Whilst he acknowledges that the volume image reading (VIR) approach advocated by his Munich group may be somewhat controversial, he believes that reading large, whole-body CT data directly on the console, prior to the arrival of reformatted images on the PACS, dramatically speeds up diagnosis.
Professor Linsenmaier, who heads the Institute of Diagnostic and Interventional Radiology at Munich Hospital KMPP and is an associate professor at Munich’s Ludwig-Maximilians-University, will present his views to the ECR 2013 Special Focus Session Imaging in Intensive Care Patients*.
Among other points, he will emphasise the importance of having clear guidelines, protocols and algorithms in place to ensure effective and safe imaging of polytrauma patients.
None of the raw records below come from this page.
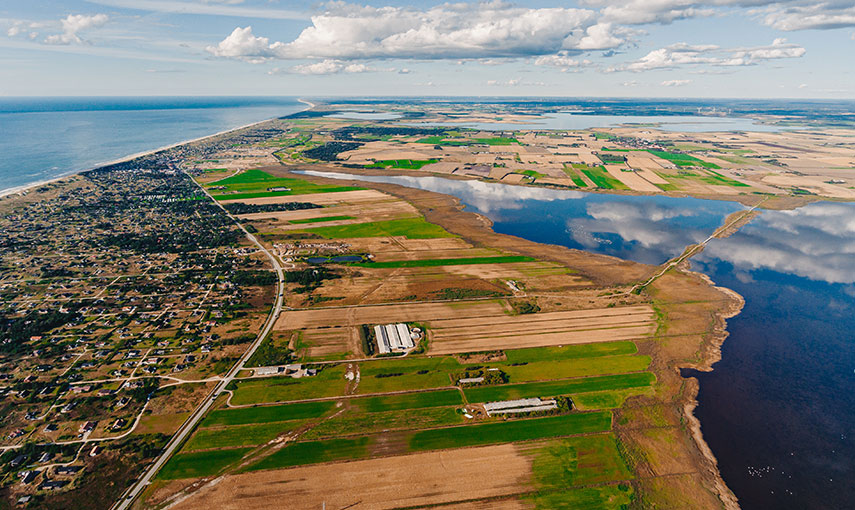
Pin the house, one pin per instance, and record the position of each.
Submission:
(49, 485)
(28, 476)
(66, 470)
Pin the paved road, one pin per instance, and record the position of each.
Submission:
(187, 427)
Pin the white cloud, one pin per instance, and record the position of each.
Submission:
(636, 12)
(462, 30)
(242, 44)
(73, 24)
(205, 8)
(681, 54)
(330, 66)
(562, 61)
(820, 15)
(675, 83)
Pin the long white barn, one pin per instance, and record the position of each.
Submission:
(393, 338)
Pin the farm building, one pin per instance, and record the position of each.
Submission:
(393, 338)
(523, 405)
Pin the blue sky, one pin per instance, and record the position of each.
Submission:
(633, 48)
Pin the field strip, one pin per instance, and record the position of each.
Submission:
(542, 340)
(460, 476)
(540, 329)
(548, 316)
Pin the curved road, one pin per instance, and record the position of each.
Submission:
(187, 427)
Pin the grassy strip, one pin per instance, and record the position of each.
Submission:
(266, 414)
(509, 259)
(328, 383)
(241, 435)
(408, 164)
(409, 401)
(497, 140)
(609, 497)
(411, 228)
(371, 423)
(577, 461)
(571, 173)
(601, 178)
(199, 464)
(682, 160)
(545, 370)
(312, 452)
(255, 183)
(532, 354)
(321, 219)
(510, 431)
(555, 388)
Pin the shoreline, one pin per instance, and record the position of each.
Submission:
(732, 304)
(15, 190)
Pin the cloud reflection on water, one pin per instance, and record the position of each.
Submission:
(816, 242)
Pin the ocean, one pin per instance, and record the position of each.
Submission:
(46, 138)
(777, 410)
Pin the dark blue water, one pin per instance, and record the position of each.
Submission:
(778, 410)
(649, 229)
(43, 138)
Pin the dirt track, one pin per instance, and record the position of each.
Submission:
(392, 482)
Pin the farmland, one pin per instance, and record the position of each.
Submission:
(495, 322)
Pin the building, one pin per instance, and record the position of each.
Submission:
(393, 338)
(523, 405)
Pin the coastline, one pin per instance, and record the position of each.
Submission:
(712, 354)
(27, 187)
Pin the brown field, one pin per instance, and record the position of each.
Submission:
(381, 314)
(394, 482)
(631, 179)
(338, 197)
(381, 209)
(540, 330)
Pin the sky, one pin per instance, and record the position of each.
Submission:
(588, 48)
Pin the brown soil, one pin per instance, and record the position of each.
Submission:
(394, 482)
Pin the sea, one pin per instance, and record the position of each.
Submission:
(46, 138)
(778, 409)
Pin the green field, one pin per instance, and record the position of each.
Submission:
(601, 178)
(239, 435)
(405, 381)
(312, 452)
(577, 461)
(407, 164)
(409, 401)
(608, 497)
(571, 173)
(409, 365)
(543, 370)
(254, 183)
(682, 160)
(266, 414)
(199, 464)
(509, 259)
(532, 354)
(411, 228)
(606, 399)
(439, 140)
(555, 388)
(320, 219)
(329, 382)
(510, 431)
(368, 423)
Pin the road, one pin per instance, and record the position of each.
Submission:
(694, 249)
(187, 427)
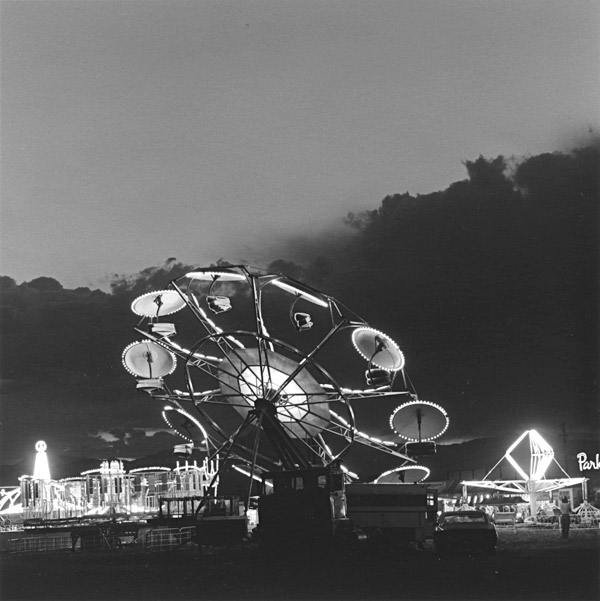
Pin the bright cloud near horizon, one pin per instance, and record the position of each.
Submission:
(137, 130)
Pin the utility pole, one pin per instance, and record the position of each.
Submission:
(564, 431)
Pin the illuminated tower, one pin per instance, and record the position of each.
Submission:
(41, 470)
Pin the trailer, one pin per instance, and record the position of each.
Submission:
(315, 508)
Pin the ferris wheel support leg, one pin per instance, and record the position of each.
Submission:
(230, 443)
(254, 456)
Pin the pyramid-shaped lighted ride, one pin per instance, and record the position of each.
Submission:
(531, 483)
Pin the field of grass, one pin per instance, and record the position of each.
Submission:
(530, 564)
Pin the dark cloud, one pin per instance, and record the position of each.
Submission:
(489, 286)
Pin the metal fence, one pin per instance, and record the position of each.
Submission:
(150, 540)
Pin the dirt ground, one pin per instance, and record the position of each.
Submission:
(529, 565)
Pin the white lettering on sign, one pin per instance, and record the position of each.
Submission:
(584, 464)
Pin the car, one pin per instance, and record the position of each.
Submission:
(466, 531)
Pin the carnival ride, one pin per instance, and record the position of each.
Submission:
(530, 484)
(247, 366)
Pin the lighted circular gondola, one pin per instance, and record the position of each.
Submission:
(158, 304)
(378, 349)
(419, 421)
(148, 360)
(406, 474)
(182, 422)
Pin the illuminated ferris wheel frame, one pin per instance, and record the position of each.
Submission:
(260, 377)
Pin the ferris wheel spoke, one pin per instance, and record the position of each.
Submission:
(308, 358)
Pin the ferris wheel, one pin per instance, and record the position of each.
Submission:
(248, 363)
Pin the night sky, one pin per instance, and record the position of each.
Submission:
(433, 165)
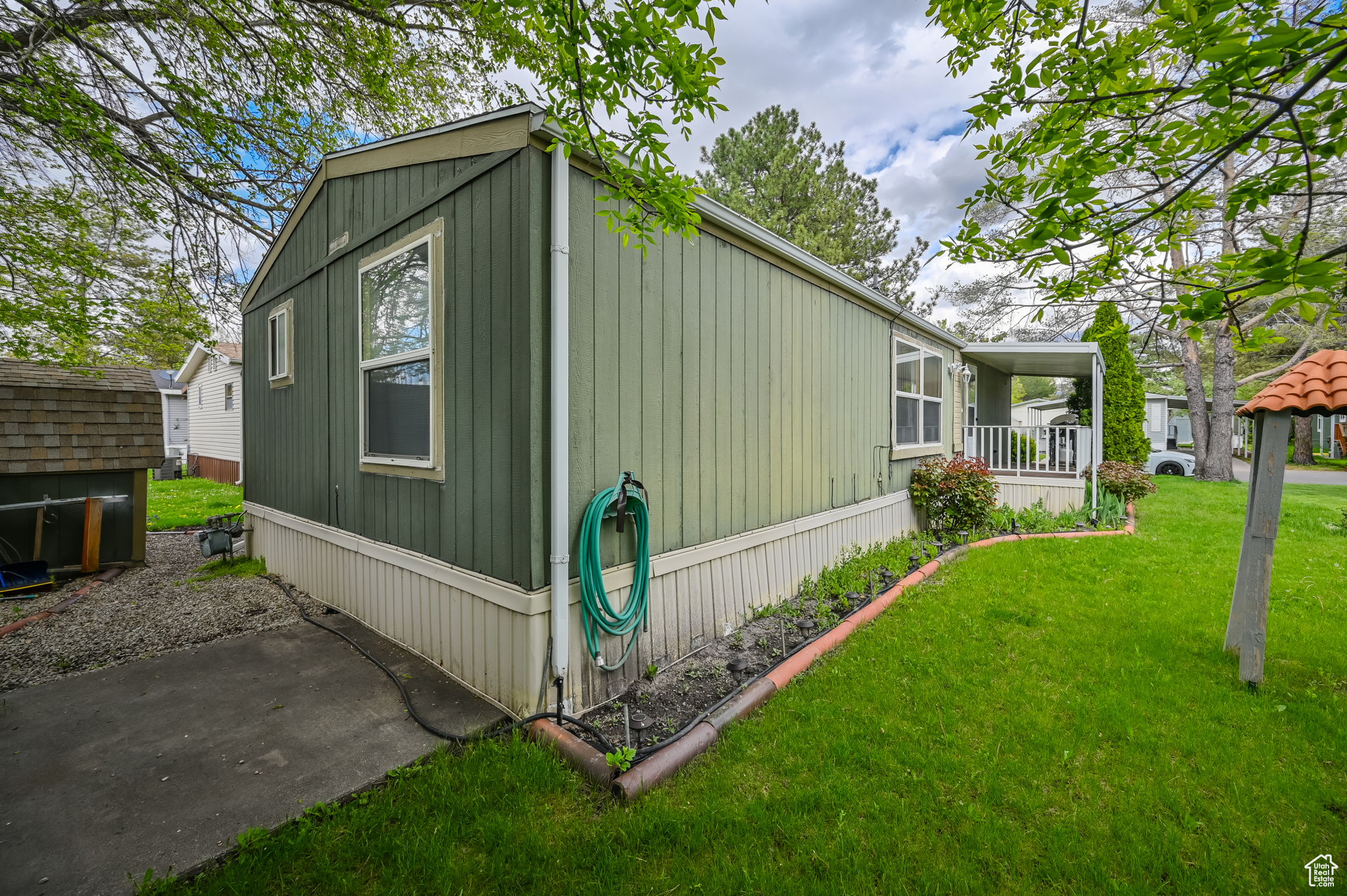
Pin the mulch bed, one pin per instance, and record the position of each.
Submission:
(143, 613)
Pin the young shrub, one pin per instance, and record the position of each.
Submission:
(1124, 390)
(956, 493)
(1125, 481)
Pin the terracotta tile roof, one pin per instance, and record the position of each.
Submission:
(54, 420)
(1317, 385)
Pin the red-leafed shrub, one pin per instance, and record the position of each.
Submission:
(956, 493)
(1127, 481)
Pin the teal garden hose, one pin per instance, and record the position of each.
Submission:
(600, 617)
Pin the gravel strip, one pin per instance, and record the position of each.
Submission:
(139, 614)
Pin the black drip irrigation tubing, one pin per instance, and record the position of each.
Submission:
(407, 700)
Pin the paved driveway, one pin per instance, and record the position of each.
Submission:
(1300, 477)
(163, 762)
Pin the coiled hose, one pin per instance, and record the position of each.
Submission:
(600, 617)
(407, 700)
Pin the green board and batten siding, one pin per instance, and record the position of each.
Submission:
(740, 393)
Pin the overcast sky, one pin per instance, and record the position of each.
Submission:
(871, 73)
He believes having such a structure available to the emergency department – along with the necessary imaging – will help speed up diagnosis, reduce complications and improve outcomes for the most severely injured patients.
Additionally, Professor Linsenmaier, who also presides over the European Society of Emergency Radiology (ESER), will focus specifically on polytrauma imaging, highlighting radiological diagnosis of polytrauma patients in his lecture covering logistics about radiologic management, scan protocols, imaging guidelines and patient care and follow-up imaging while being treated in intensive care units.
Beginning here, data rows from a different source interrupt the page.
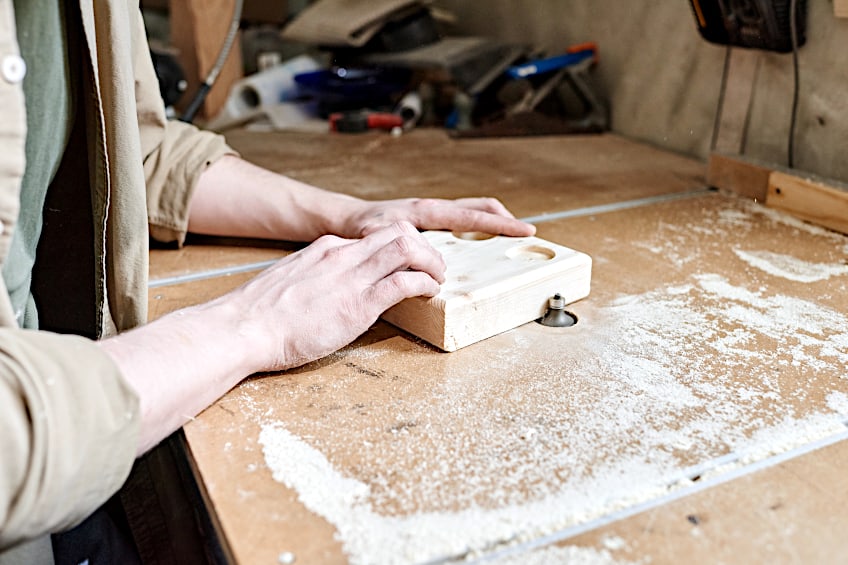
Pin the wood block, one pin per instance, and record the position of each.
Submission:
(493, 284)
(810, 200)
(739, 175)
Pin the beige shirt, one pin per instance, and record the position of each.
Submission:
(69, 421)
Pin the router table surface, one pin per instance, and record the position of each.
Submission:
(696, 409)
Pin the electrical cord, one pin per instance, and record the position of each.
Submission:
(720, 105)
(212, 76)
(793, 32)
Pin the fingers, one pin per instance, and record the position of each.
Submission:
(485, 215)
(401, 248)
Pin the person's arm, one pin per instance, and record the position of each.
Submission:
(306, 306)
(235, 198)
(70, 426)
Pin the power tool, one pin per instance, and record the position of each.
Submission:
(756, 24)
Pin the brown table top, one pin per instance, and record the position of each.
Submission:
(676, 419)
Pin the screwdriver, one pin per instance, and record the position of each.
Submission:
(364, 120)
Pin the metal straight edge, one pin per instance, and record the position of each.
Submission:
(211, 274)
(576, 213)
(616, 206)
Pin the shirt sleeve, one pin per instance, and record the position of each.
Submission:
(175, 153)
(71, 427)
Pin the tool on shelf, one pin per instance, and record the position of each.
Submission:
(530, 84)
(360, 121)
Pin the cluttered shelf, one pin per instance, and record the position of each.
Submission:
(712, 345)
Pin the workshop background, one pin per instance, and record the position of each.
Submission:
(662, 82)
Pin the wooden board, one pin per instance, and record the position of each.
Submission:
(740, 175)
(494, 284)
(808, 199)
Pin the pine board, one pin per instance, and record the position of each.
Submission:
(493, 284)
(810, 200)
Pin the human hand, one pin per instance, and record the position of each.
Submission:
(321, 298)
(486, 215)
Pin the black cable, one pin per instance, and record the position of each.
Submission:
(206, 86)
(720, 105)
(793, 32)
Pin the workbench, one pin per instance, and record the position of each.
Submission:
(696, 411)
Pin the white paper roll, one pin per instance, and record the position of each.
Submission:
(249, 96)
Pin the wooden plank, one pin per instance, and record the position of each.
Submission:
(737, 174)
(198, 29)
(493, 284)
(811, 200)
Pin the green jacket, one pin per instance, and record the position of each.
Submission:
(69, 421)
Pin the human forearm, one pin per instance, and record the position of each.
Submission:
(181, 363)
(236, 198)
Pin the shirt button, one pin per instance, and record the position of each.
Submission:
(13, 69)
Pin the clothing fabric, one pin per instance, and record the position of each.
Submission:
(43, 40)
(69, 420)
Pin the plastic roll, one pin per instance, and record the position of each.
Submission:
(249, 96)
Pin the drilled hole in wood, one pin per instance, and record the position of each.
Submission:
(472, 235)
(531, 253)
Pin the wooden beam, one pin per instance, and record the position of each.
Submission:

Speaking to European Hospital ahead of the conference, he said there are a number of key factors to consider to successfully set up an emergency radiology department to treat polytrauma patients. The first step, he explained, is triaging patients for the emergency department treatment (ED), following Advanced Trauma Life Support (ATLS)-based entry criteria to securely establish whether the patient has polytrauma. ‘Next, you need clear algorithms for early clinical treatment in the emergency room with radiology being part of the ED team. Good communication between radiology, anaesthesiology, emergency medicine and surgery is essential.’
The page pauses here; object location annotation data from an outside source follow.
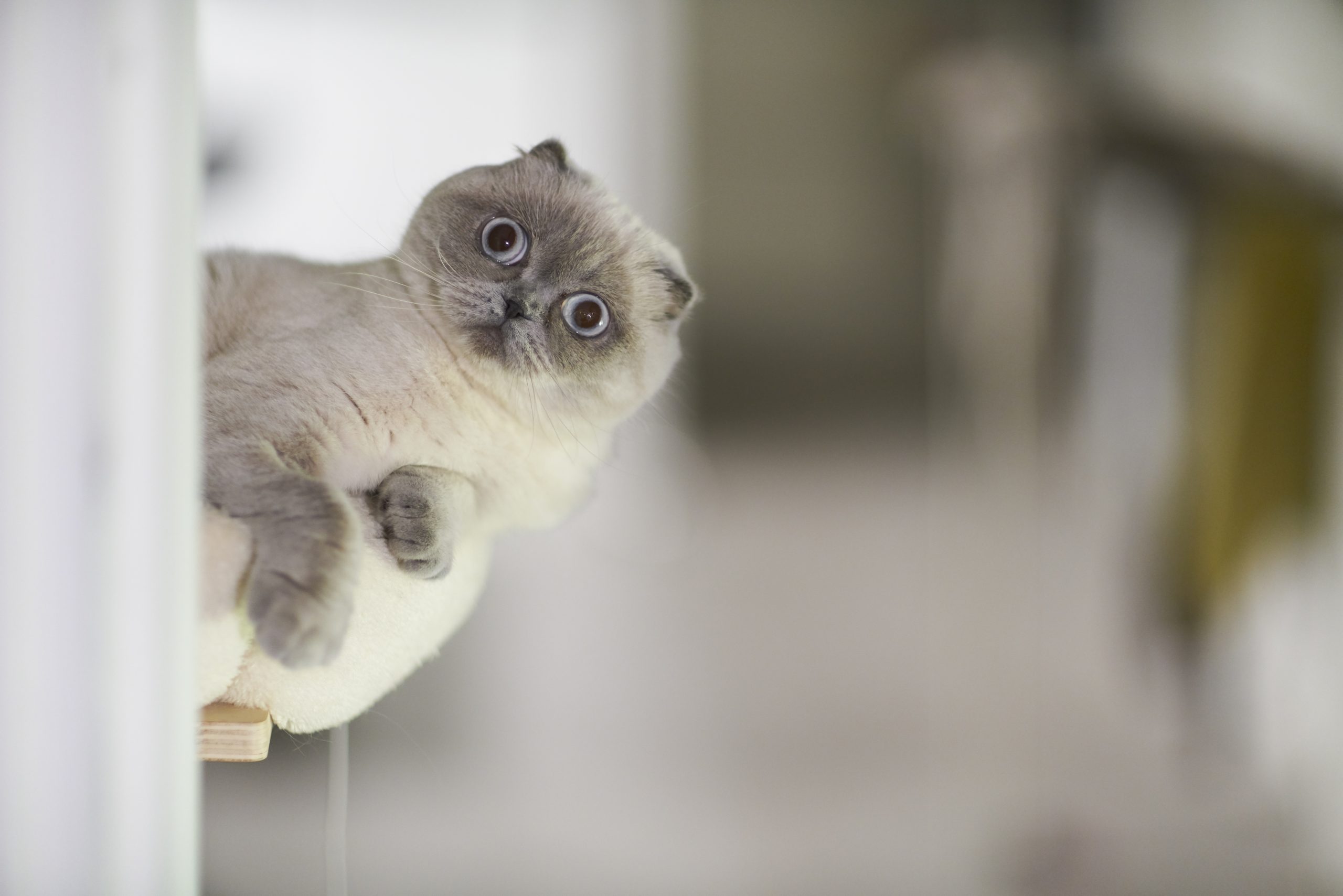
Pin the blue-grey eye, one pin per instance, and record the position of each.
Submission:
(504, 241)
(586, 315)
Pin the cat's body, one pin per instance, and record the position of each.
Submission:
(464, 386)
(370, 386)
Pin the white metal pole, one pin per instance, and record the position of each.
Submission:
(99, 445)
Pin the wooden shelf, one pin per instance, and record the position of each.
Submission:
(233, 734)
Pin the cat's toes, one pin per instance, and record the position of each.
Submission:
(297, 624)
(414, 527)
(421, 547)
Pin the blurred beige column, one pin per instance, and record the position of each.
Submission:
(99, 444)
(993, 125)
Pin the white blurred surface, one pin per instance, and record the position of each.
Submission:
(340, 116)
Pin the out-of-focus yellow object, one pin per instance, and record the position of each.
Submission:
(1257, 350)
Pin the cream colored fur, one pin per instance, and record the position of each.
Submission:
(325, 383)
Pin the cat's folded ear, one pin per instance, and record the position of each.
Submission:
(551, 151)
(680, 291)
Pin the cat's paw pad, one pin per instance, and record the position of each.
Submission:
(300, 624)
(413, 526)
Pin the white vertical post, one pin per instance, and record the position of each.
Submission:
(99, 445)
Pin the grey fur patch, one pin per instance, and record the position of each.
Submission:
(680, 289)
(554, 152)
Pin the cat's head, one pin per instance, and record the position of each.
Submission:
(546, 279)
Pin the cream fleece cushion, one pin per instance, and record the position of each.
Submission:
(398, 624)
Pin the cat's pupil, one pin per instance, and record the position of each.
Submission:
(502, 238)
(588, 315)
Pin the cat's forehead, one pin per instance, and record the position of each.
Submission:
(563, 209)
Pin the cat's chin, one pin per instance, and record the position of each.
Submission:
(496, 347)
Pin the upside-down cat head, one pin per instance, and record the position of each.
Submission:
(545, 277)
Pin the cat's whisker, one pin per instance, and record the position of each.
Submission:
(386, 280)
(421, 270)
(391, 298)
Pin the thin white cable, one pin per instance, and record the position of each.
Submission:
(337, 808)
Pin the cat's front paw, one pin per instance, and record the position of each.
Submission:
(417, 523)
(300, 624)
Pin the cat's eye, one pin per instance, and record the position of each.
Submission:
(504, 241)
(586, 315)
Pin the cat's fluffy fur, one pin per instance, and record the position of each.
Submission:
(437, 385)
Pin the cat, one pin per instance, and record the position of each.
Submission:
(468, 382)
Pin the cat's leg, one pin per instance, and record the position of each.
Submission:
(305, 532)
(421, 509)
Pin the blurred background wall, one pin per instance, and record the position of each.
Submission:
(985, 542)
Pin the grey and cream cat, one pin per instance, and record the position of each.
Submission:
(466, 383)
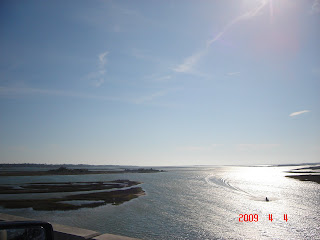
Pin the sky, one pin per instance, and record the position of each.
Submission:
(160, 83)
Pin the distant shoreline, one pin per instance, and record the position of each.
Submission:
(312, 178)
(66, 171)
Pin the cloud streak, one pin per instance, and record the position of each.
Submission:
(233, 73)
(98, 77)
(191, 61)
(12, 92)
(298, 113)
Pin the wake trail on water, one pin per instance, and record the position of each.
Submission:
(224, 183)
A third step is to use ultrasound for Focused Abdominal Sonography for Trauma (FAST). Professor Linsenmaier and his team having defined a modified FAST version, which they prefer to use – it also quickly views the heart and bilateral pleural spaces for haemorrhage. FAST is a critical step in how quickly a patient can undergo CT, and whether they are triaged directly from the emergency room to the operating theatre.
He stressed that the radiologist on-site in the emergency room must have specific emergency radiology knowledge; the technologist running the CT scanner should be familiar with performing whole body scans in polytrauma; and there needs to be a pre-programme protocol, specifically designated to whole body CT.
Of his firm belief in the VIR concept having particular value in this context, he further points out: ‘Today’s whole body CT produces a large number of images, with which it’s difficult to work, so my group recommends VIR - volume image reading – where we start reading the data before the images arrive in the PACS. This is new, even a little controversial, but an interesting concept that speeds up radiology because we can read the images right away when the data is available on the CT console. We don’t wait until every reformatted image is in the PACs, we instead start VI reading the raw data immediately from the console and this speeds up the diagnosis.’
With a limited role for conventional radiography in this context, the professor recommends having the availability of ‘a modern, very fast scanner, capable of handling large scan volumes and ensuring integration of all modalities’ for successful polytrauma imaging.
The key learning points from the ECR session, he said, will be how to apply modern emergency radiology in a clinical priority-oriented concept. Adopting such processes will speed up diagnosis, he added, reduce the complication rate and improve the outcome for the patient.
The professor’s Munich team has conducted research on the influence of whole body CT in polytrauma on patient outcomes. ‘We showed that applying whole body CT in patients with polytrauma, significantly improves survival,’ Professor Linsenmaier confirmed (The Lancet. 2008).
As for the latest developments, he believes many advances have already been made with today’s scanners in assessing vascular and head and neck injuries with the option, for example, to perform a CT angiography of the supra-aortic arteries to rule out vascular injury.
The ECR session will also examine point-of-care versus diagnostic ultrasound in the intensive care unit.
Professor Linsenmaier is keen that advances in polytrauma imaging are not only available in major centres but that the knowledge, teaching and training cascades down to rural areas to improve diagnosis in polytrauma in less specialised radiology departments.
* Friday, 8 March. 16:00-17:30. SF 7c: Imaging in intensive care patients.
Professor Ulrich Linsenmaier is Head of the Institute of Diagnostic and Interventional Radiology in Munich Hospital and Associate Professor at Ludwig-Maximilians University, Munich. He is also President of the European Society of Emergency Radiology (ESER) and has carried out extensive research on the benefits of CT scans for seriously injured patients as well as techniques for imaging polytrauma cases.